Naquele mês, Moraes se tornou alvo de uma ação na Justiça dos Estados Unidos por suposta violação à soberania americana, movida pelo Rumble e pela Trump Media, ligada ao presidente americano.
As empresas acusam Moraes de violar a legislação americana ao ordenar à Rumble a suspensão da conta do blogueiro Allan dos Santos, investigado pelo STF por propagar desinformação e foragido da Justiça brasileira.
A Trump Media se juntou à ação por entender que a restrição no Brasil das operações da Rumble também a prejudica, pois a plataforma de vídeos fornece à Trump Media serviços de manutenção da rede social Truth Social.

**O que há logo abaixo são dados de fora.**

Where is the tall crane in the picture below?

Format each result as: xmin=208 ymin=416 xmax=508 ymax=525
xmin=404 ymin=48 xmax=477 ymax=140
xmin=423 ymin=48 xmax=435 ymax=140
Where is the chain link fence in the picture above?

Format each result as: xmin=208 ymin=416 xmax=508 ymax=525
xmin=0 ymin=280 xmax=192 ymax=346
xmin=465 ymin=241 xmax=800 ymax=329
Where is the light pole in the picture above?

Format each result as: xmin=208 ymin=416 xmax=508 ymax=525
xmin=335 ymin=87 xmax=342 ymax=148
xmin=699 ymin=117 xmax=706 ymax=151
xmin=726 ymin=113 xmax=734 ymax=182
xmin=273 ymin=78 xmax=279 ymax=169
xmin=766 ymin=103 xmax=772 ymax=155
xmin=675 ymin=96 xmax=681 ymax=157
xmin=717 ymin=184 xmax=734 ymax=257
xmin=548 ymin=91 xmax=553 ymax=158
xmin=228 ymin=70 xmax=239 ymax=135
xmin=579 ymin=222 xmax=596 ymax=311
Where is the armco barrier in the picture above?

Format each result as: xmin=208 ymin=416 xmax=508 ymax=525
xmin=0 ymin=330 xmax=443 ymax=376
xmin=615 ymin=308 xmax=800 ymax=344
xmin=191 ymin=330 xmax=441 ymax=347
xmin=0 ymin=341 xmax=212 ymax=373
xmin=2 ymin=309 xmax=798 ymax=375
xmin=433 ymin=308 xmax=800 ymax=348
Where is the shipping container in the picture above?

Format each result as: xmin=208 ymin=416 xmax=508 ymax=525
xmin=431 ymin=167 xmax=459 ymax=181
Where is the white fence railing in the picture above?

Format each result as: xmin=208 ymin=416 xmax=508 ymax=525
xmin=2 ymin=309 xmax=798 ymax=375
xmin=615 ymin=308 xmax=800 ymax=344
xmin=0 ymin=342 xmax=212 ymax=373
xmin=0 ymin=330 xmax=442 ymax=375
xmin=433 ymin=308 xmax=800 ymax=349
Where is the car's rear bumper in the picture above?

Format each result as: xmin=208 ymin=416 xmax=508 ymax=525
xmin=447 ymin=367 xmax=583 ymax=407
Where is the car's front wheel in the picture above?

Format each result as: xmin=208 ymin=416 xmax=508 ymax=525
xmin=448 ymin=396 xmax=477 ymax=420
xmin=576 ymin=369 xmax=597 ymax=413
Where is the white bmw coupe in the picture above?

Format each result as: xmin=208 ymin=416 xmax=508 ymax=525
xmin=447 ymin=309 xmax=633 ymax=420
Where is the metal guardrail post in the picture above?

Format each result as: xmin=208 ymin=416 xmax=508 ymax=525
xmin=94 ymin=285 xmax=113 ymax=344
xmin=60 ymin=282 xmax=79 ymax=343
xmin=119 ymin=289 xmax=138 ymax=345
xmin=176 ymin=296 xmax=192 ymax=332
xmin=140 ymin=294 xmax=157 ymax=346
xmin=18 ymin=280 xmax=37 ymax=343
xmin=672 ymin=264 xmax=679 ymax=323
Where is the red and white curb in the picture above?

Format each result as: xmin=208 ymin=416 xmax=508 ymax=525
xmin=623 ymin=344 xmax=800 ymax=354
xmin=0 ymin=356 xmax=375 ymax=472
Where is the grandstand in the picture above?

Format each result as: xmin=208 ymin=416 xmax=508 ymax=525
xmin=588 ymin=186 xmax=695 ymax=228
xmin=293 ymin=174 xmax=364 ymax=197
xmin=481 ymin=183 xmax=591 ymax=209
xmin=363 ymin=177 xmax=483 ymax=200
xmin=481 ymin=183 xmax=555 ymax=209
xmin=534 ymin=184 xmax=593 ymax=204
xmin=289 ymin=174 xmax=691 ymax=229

No comunicado desta quarta-feira, a Casa Branca também afirma que Moraes “tem abusado de sua autoridade judicial desde 2019”, referindo-se aos inquéritos abertos naquele ano para investigar ataques virtuais contra autoridades. E cita “outros ministros do STF” que têm, na visão dos americanos, agido em parceria.
“Moraes tem abusado de sua autoridade judicial para ameaçar, atingir e intimidar milhares de seus oponentes políticos, proteger aliados corruptos e suprimir discordâncias, muitas vezes em coordenação com outras autoridades brasileiras, incluindo outros juízes do Supremo Tribunal Federal do Brasil, em detrimento de empresas americanas que operam no Brasil”, diz o texto.
Mais adiante, Trump afirma que as plataformas americanas, “quando se recusam a cumprir essas ordens”, sofrem exclusão do mercado, têm seus executivos ameaçados de ação criminal e, “em um caso, tem seus ativos congelados”. O trecho se refere ao episódio em que Moraes ordenou o bloqueio das contas da Starlink, empresa de internet via satélite que também pertence a Musk, para o pagamento das multas devidas pelo bilionário.
Por fim, a Casa Branca diz que Moraes relata um processo criminal contra Paulo Figueiredo, comunicador bolsonarista e principal aliado de Eduardo Bolsonaro nos Estados Unidos, “por discursos que ele (Figueiredo) fez em solo americano, e tem apoiado investigações criminais contra outros cidadãos dos EUA depois que eles expuseram suas graves violações de direitos humanos e corrupção”.
Citado nominalmente no comunicado, Figueiredo tem acompanhado Eduardo em reuniões com parlamentares republicanos e membros do governo americano desde que o deputado se licenciou do mandato na Câmara dos Deputados, em março, para permanecer nos EUA — onde ele diz desde o começo trabalhar por sanções contra Moraes. Os dois se tornaram uma espécie de porta-vozes das ações de Trump contra o Brasil e vêm tentando antecipar as ações tomadas pelo presidente.
Após a divulgação do tarifaço e da aplicação contra Moraes da Lei Magnitsky, que prevê sanções a violadores graves dos direitos humanos, Eduardo e Figueiredo comemoraram as ações de Trump como uma conquista pessoal.